The Mudcat Café TM
Thread #107773   Message #2238478
Posted By: Little Hawk
17-Jan-08 - 11:49 AM
Thread Name: BS: Using the other N-word
Subject: RE: BS: Using the other N-word
There have been a number of simply terrible episodes in history, and they tend to sit very large in the consciousness of people....for a certain amount of time....then the awareness of it begins to fade to some extent, and keeps on fading.

We happen to live in an era where the memories of WWII are quite recent. Therefore there is still a very highly charged atmosphere in connection with the Nazis....and in East Asia, specially in China and Korea, in connection with slaughters perpetrated by the Japanese occupation forces. We hear about that less in the West, but it's still a very sore point for the Chinese and Koreans.

So people start using something like that in their recent historical memory and they use it to attack just about anyone they have a sharp disagreement with. In the political arena, they use it to get people all het up about something...a pretty irresponsible way of getting people to support the launching of new wars, such as the "War on Terror" or the War in Iraq.

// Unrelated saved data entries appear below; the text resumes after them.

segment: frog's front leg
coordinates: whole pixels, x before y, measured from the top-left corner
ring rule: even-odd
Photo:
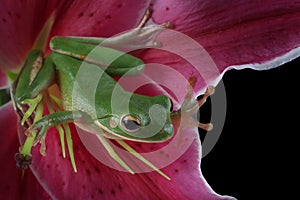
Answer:
[[[26,127],[33,122],[32,114],[42,102],[45,89],[55,82],[55,69],[51,59],[43,58],[40,50],[28,55],[21,72],[11,86],[11,97],[16,113]]]
[[[37,112],[39,112],[39,109],[43,110],[43,107],[38,107]],[[45,154],[46,133],[49,130],[49,128],[56,126],[59,132],[63,131],[66,134],[70,160],[73,165],[73,169],[76,172],[77,169],[73,153],[73,142],[68,123],[73,122],[76,118],[87,118],[86,116],[86,114],[80,111],[55,112],[44,117],[40,116],[40,119],[35,120],[35,122],[25,131],[25,135],[27,136],[27,138],[24,142],[24,145],[21,147],[20,153],[16,154],[15,156],[17,166],[21,169],[26,169],[31,164],[31,160],[30,162],[28,161],[31,157],[31,149],[38,142],[41,142],[42,144],[40,150],[41,154]],[[61,125],[63,126],[63,129],[61,128]]]
[[[21,169],[26,169],[28,165],[31,164],[31,156],[30,151],[33,144],[41,141],[43,137],[45,136],[46,132],[49,130],[49,128],[57,125],[63,124],[65,132],[66,132],[66,138],[67,138],[67,144],[70,154],[70,160],[73,166],[73,169],[75,172],[77,172],[76,164],[75,164],[75,158],[74,158],[74,152],[73,152],[73,142],[71,138],[71,132],[70,128],[68,126],[68,123],[74,122],[75,120],[82,120],[83,123],[86,123],[88,126],[93,127],[95,130],[98,130],[98,132],[103,132],[101,127],[97,126],[96,122],[97,120],[93,120],[88,114],[82,112],[82,111],[63,111],[63,112],[56,112],[49,115],[44,116],[40,120],[36,121],[31,127],[29,127],[26,130],[26,135],[28,135],[28,140],[32,140],[31,138],[34,137],[34,142],[27,142],[25,141],[25,144],[22,148],[22,152],[17,154],[15,159],[17,161],[17,166],[19,166]],[[102,143],[102,145],[107,150],[108,154],[117,161],[124,169],[126,169],[131,174],[134,174],[134,171],[119,157],[119,155],[114,151],[114,149],[110,146],[107,139],[104,138],[102,135],[97,134],[96,135],[98,140]],[[31,138],[30,138],[31,137]]]
[[[75,119],[85,117],[88,119],[87,115],[81,111],[63,111],[55,112],[42,117],[40,120],[32,124],[26,131],[25,135],[31,136],[33,133],[37,132],[35,136],[35,142],[41,140],[49,128],[74,122]]]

To compare Saddam's Iraq, for example, to Hitler's Germany...implying that Iraq was a similar threat to the world...was utterly spurious and disingenous. Germany was a great power...capable of threatening other great powers of its time. Iraq in 2003 was a crippled country, surrounded and helpless, completely incapable of threatening any great power or even any of its regional neighbours in its own area.

The drawing of parallels between Iraq and Nazi Germany...the quoting of examples of appeasement to Hitler to persuade people to attack Iraq...was crass emotional manipulation of the public in a way that was specious and simply dishonest.

The real fact of the matter was that Bush and Blair were in fact doing something rather similar to Germany's 1939 invasion of Poland...and were finding similarly specious ways of justifying their aggression on a small country that posed NO threat to them whatsoever.

So that's where it gets really outrageous, when people drag the name of Hitler into some situation just to panic a nation's public into supporting some kind of imperial aggression.

Anyway, these things change as time goes by. The use of "Nazis" as a word to drive people into fits will fade and one day it will be replaced by some new demon-word with which to rabble-rouse a fearful population.

Now consider this: During the period called the Hundred Years War...from about 1335 to 1453...the English kings and the English nation made a false claim to the throne of France....and they embarked on an invasion of France which lasted over a hundred years. It killed an enormous number of people there and it resulted in the systematic pillaging of most of the towns and cities in present-day France. When those towns and cities were taken, it was not uncommon to slaughter most of the inhabitants, to torture and murder men, women, and children right there in the streets, to rape the women, to burn down people's homes, to burn people at the stake, to tear people limb from limb, and to steal and carry away all their valuables. The horrors that were perpetrated on the French people during that 120 (approx) year period of English invasion and occupation amounted to a national holocaust that still is felt in the psyche of France to this day.

There's a holocaust for you. It didn't last a few years, like the Nazis' effort in WWII. It lasted over a hundred years. Imagine your nation being ocuppied by a foreign invader and brutalized and massacred and humiliated for OVER a hundred years!

If it had happened in the 1900s, instead of over 500 years ago...which holocaust do you think people would be focusing on now? Which regime would they now be holding up as the ultimate example of organized evil?

Not the Germans.

People, you see, are very subjective in where they choose to see evil. They base it on their own recent memory and their own direct experiences, and what others have told them.